At a molecular level, this energy consumption means the transfer of electrons, the basic chemical process that involves an electron moving from one atom or molecule to another. Electron transfer is the very core of oxidation-reduction reactions (also known as redox reactions), which are crucial to some of life's basic functions.
Since metals are the best elements for performing electron transfer, and the complex molecules called proteins are what drive most biological processes, the researchers decided to combine the two and search for proteins that bind metals.
A methodical, computational approach was used to compare metal-finding proteins, revealing certain common features that matched across them all - regardless of the protein functionality, the metal it binds to, or the organism involved.
"We saw that the metal-binding nuclei in existing proteins are actually similar, although the proteins themselves may not be," says microbiologist Yana Bromberg of Rutgers University-New Brunswick in New Jersey.

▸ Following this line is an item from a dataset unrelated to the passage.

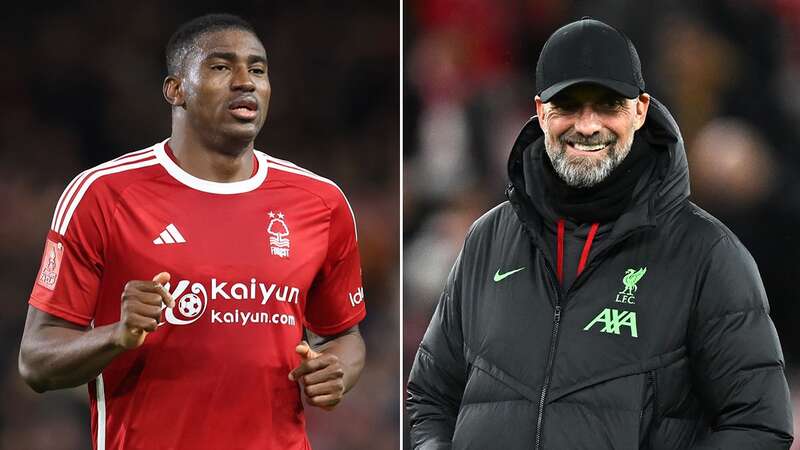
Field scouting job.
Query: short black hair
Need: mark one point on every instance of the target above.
(187, 34)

"We also saw that these metal-binding nuclei often consist of repetitive substructures, a bit like Lego bricks. Oddly enough, these blocks were also found in other areas of the proteins, not just metal-binding nuclei, and in many other proteins that were not taken into account in our examination."
These common features may well have been present and active in the earliest proteins, the researchers suggest, changing over time to become the proteins we see today - but retaining certain common structures.
The idea is that soluble metals in the archaic ocean that covered the Earth thousands of millions of years ago could have been used to drive the electron mixture required for energy transfer and in turn biological life.
"Our observation suggests that rearrangements of these small building blocks may have had a single or a small number of common ancestors and given rise to the whole range of proteins and their functions that are currently available," says Bromberg. "That is, to life as we know it."
In particular, the team was able to identify developments in protein folds - the forms that proteins adopt as they become biologically active - that may have produced the proteins we know today, almost like a molecular pedigree project.
The study also concludes that biologically functional peptides, the smaller versions of proteins, may have preceded the earliest proteins, which go back as far as 3.8 billion years ago. All of this contributes to our understanding of how life first started.
As always, any analysis of the beginning of life on Earth can also be important in looking for life on other planets, where life may begin to evolve (or may have already evolved) along similar biological paths.
"We have very little information about how life originated on this planet, and our work contributes with a previously inaccessible explanation," says Bromberg. "This explanation could also potentially contribute to our search for life on other planets and planetary bodies.
"Our findings of the specific structural building blocks may also be relevant to synthetic biology efforts, where researchers aim to reconstruct specifically active proteins."
The research is published in The progress of science.